Photo: Anthony Radford
Have Stethoscope, will travel: a doctor at large in rural South Australia.
Anthony Radford. Openbook Howden, 2018. Available at [email protected] or yourbooksonline.com.au
Tony Radford was the foundation Professor of General Practice and Public Health at Flinders University. Before that he was a solo medical practitioner in Papua New Guinea and after it he spent 15 years as a country locum GP. In short, he is an academic who can walk the talk. He seems to cope with emergencies with the same coolness of mind that he had in PNG more than three decades before. He wrote about his PNG experiences in an earlier book, Singsings, sutures and sorcery (2nd ed. 2015)

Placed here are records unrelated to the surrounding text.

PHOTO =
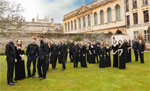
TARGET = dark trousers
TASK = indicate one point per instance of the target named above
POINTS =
(141, 57)
(54, 61)
(75, 62)
(41, 67)
(10, 70)
(136, 55)
(47, 62)
(31, 59)
(71, 58)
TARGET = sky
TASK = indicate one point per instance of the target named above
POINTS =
(53, 8)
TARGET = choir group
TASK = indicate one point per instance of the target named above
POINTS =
(49, 52)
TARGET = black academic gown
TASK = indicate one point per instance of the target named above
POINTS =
(91, 55)
(102, 58)
(122, 61)
(83, 56)
(19, 66)
(115, 56)
(108, 59)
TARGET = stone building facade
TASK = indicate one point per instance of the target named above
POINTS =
(42, 25)
(99, 16)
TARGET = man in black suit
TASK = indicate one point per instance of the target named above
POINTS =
(11, 59)
(32, 54)
(41, 59)
(135, 48)
(71, 51)
(141, 49)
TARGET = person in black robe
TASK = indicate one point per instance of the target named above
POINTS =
(122, 61)
(102, 56)
(75, 55)
(115, 53)
(87, 52)
(32, 54)
(47, 45)
(125, 45)
(91, 54)
(11, 59)
(19, 65)
(135, 46)
(62, 53)
(129, 51)
(108, 58)
(41, 66)
(83, 55)
(70, 51)
(54, 55)
(96, 46)
(141, 49)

If I was looking for an informative tour of South Australia I would ask Tony Radford and his accomplished wife, Robin, to be my guides. I would enjoy their clarity of thought, their modesty, and Tony’s pithy sense of humour that is immune to the modern disease of political correctness. Their guidance would improve my knowledge about South Australia from its health services through to its sociology, history, geography, gastronomy and oenology. That would hold true even for places where I had previously worked or visited. As a bonus I would also learn about old, abandoned and still functioning rural Anglican churches that Robin is documenting.
In short, this book is a top of the range medico-academic version of TripAdvisor. I would back myself or any other diligent reader of this book to win any trivial pursuit type quiz on South Australia. Try these three questions as examples of what you might learn:
Which town in South Australia:
a) Is named after the winner of a Melbourne Cup?
b) Was known to the Russians (during the Cold War) as ‘the arsenal of the South Pacific’?
c) Translated from Yankunytjatjara, means ‘white man in a hole’?
This book is divided into 20 sections, with accompanying maps and a 30-page collection of photographs. This makes for easy reading and referencing. I recommend it to practising or intending locum doctors, medical students on rural secondments and young doctors looking for off-the-beaten-track experiences. It would also come in handy as a travel guide for grey nomad doctors and nurses exploring the many wonders of South Australia.